Unaccustomed to such forthright young men, Priscilla was emboldened and linked her arm in his.
The afternoon sun grew a little warmer. At the bend in the river, a budding chestnut tree overhung the water. Feeling a little tired Priscilla said,' Count Richard this is where I like to sit on sunny days and watch the water flow.'
The pair sat side by side beneath the chestnut tree. Birds sang sweetly from the branches.
'My favourite bird song, the blackbird,' Richard said,' how sweetly he sings.'
'Where do you live when you are not in Elsinay?' Priscilla enquired.
'Many places,' Richard replied,' New York, London..my father works in banking and must live abroad for many months of the year. It is just Papa and me since Mama passed away at my birth.'
Villagers who walked past heard the laughter of the young couple beneath the chestnut tree.
'Priscilla,' Richard continued,' I am weary travelling ..I long to fulfil my heart's desire and marry a beautiful young woman.'
Priscilla had never heard such an admission from any young man of her acquaintance.
Richard didn't wish to stop now.
'Priscilla, the moment I saw you by the river's edge my lonely heart skipped a beat.'
Taking both of Priscilla's hands in his, he gazed at length into her blue eyes and asked, 'Priscilla, will you do me the honour of being my bride and marrying me?'
Priscilla jumped up and with a large smile on her young girl's face. She replied,' Yes Richard, I will be your bride.'
'Priscilla, I am the happiest man in Elsinay. Can we elope and be happy forever?'
The pair simply ran to the village train station and jumped on board.

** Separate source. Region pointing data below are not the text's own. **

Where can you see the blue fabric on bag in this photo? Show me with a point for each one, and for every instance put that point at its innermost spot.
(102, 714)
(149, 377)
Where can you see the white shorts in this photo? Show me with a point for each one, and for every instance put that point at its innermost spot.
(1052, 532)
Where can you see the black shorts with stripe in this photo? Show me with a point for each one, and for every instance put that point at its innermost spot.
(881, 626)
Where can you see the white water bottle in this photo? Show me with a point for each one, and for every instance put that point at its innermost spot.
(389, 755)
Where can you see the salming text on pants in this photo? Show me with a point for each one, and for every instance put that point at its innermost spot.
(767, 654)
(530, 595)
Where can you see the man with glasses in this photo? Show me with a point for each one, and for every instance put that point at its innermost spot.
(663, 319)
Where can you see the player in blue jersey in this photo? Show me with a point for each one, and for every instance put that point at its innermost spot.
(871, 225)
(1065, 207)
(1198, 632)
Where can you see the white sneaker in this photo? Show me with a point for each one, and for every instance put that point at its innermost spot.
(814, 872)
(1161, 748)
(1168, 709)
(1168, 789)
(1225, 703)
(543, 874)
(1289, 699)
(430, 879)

Elsinay had never before witnessed such an event as an elopement in its long history.
As word spread the local newspaper 'Elsinay Echo' dispatched a reporter to tell the tale. The young lovers had disappeared. No trace of them was found.
Locals feared for the young couple and what dangers they might encounter from local highwaymen.
Lord Charles grew pale, on hearing the story of his daughter's elopement. He looked around his Manor House and listened to the silence. Alas, his heart stopped within weeks of the elopement. Neighbours carried him to his final resting place in the local churchyard, alongside his beloved wife. Before long blades of grass had begun to grow over his grave.
Eventually, life in Elsinay seemed to return to normal. Locals passing by the Manor stood gazing at the forlorn sight where now only flocks of crows cawed loudly in the trees.
Cobwebs hung on the big oaken entrance door. Paint was chipping off the iron gates. Bats had taken up residence in the stables.
One Summer morning a black Mercedes drove up towards Wood Manor.
Priscilla was the first to get out.
Her blue eyes brimmed with tears.
Her twenty-year-old son Charles took pictures with his tablet.
'Mama, this is a fine property. We can renovate and turn it into a country retreat for rich folk.'
Priscilla and her husband Richard were standing beneath the oak tree listening to the song of the blackbird.
'Priscilla,' he said 'the song of the blackbird led me to your heart many years ago. And now it leads us back to Wood Manor.'
'My heart breaks for dear, deceased Papa.'
'Grandpa would be proud, Mama. You always said he valued his property above all else. Let's build a modern monument to his memory,' Charles proffered.